Baltimore pastor seeks more resources for ministries with
the deaf
May 1, 2004
By Melissa Lauber
 |
| The Rev. Elke
Betz-Schmidt is an associate pastor at Christ UMC for the Deaf
in Baltimore. |
PITTSBURGH (UMNS) -- When the Rev. Elke
Betz-Schmidt was 5, she stopped hearing music. Then she stopped
hearing everything.
Today, Betz-Schmidt, an associate pastor at Christ United Methodist
Church for the Deaf in Baltimore, says she hears with her heart --
and her soul. She heard the voice of God calling her to ordained
ministry, and she’s listening now for how the church will minister
to the deaf community.
A
member of the California-Nevada Annual Conference, Betz-Schmidt is
attending General Conference as an advocate for a proposal that
would provide $350,000 for denominational deaf ministries over the
next four years (Petition 40727-IC).
There are 28 million deaf people in the United States. Less than 1
percent of them identify themselves as Christians, and even fewer
attend church. The reasons for this vary, but at the root of the
problem is that the deaf represent a distinct culture, with their
own language and ways of relating in, and to, the world,
Betz-Schmidt said.
United Methodists are not expending more resources to minister to
the deaf community, she said, and that troubles her. No one, she
believes, should be excluded from the family of God.
She worries that the delegates will embrace the spirit of
ministering to the deaf, but fail to back up their good intentions
with meaningful funding. "Do we really want to tell people we can’t
afford them?" Betz-Schmidt asked.
She’s heard stories from the past two General Conferences, when the
deaf delegates had difficulty convincing the General Conference to
pay the several thousand dollars for interpreting and to allow the
interpreter to sit in the bar of the conference.

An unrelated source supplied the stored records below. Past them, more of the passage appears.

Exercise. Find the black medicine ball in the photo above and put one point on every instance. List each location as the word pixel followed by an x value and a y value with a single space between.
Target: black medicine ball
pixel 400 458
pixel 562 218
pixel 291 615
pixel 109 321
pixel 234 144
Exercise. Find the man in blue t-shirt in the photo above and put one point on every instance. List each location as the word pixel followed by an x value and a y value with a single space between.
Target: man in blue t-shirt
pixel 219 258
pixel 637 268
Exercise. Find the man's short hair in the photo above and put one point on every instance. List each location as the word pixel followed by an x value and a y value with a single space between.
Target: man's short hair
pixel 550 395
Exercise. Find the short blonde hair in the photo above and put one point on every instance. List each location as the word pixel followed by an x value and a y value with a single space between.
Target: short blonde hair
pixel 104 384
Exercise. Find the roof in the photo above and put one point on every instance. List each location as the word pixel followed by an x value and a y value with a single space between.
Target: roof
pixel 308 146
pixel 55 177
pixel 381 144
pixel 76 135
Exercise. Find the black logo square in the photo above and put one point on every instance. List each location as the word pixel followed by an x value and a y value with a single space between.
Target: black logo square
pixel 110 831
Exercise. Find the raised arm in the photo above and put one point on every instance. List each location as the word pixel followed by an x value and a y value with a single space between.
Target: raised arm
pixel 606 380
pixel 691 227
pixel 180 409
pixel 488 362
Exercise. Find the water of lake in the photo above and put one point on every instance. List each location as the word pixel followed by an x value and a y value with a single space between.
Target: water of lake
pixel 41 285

She applauds places like Wesley Seminary in Washington, which paid
for four-and-a-half years of interpreter services so that she could
receive her master of divinity degree. If she’s ordained,
Betz-Schmidt will become the fifth deaf United Methodist pastor.

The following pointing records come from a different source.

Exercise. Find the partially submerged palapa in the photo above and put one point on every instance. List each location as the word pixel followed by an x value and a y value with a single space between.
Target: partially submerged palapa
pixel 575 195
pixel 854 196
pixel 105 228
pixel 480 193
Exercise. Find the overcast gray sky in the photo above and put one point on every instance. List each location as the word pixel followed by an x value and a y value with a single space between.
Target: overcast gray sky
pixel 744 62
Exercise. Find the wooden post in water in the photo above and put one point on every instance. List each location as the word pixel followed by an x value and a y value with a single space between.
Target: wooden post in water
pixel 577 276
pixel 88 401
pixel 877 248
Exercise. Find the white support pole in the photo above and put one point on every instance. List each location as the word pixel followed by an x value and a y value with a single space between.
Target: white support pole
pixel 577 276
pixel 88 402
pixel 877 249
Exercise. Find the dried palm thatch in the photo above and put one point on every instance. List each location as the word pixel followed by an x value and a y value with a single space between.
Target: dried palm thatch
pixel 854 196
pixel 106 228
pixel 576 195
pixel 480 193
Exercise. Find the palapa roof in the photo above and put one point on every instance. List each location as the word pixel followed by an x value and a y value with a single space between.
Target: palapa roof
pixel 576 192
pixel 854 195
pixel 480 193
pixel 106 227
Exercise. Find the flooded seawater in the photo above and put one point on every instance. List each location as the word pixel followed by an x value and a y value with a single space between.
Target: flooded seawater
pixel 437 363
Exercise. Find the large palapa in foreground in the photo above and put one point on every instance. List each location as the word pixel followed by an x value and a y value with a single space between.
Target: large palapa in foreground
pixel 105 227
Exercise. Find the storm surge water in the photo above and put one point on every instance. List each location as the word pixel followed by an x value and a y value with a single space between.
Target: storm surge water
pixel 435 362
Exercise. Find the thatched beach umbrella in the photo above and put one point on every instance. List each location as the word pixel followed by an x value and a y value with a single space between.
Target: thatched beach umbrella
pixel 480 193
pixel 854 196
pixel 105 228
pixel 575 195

Working in ministry with the deaf community, she has learned that
church is never just a Sunday morning phenomenon. Because of
language difficulties, assisting people with simple difficulties
often leads her into a maze of complications. "What takes five
minutes, can turn into hours," she said.
She has also discovered that her preaching and teaching have to be
done in a more hands-on, active manner. American Sign Language, she
explains, does not lend itself to abstract thinking or hypothetical
questions, and so the Gospel must be presented in a simple,
experiential and visually interesting manner.
Too much talk in church turns deaf people away in droves, she said.
Because Betz-Schmidt was post-lingually deafened, she speaks well
and is able to read lips easily. In fact, some people are unaware
she is deaf.
However, her deafness does define her, she said. She remembers being
at a funeral for a hospice patient with whom she had spent a lot of
time. The pastor asked the congregation to imagine the deceased
woman in heaven, where she was talking to Jesus, because God had
given her the ability to hear.
Betz-Schmidt detests the fact that anyone would hesitate to know
that Jesus, in heaven and anywhere else, speaks fluent American Sign
Language.
She now wants the church to provide $350,000 for awareness events,
grants and publications related to ministries with the deaf. She
wants the deaf and hearing communities to recognize each other’s
gifts and share them.
"Until that happens," she said, "the body of Christ will not be
complete."
Lauber is a staff writer for the United Methodist Church’s
Baltimore-Washington Annual Conference.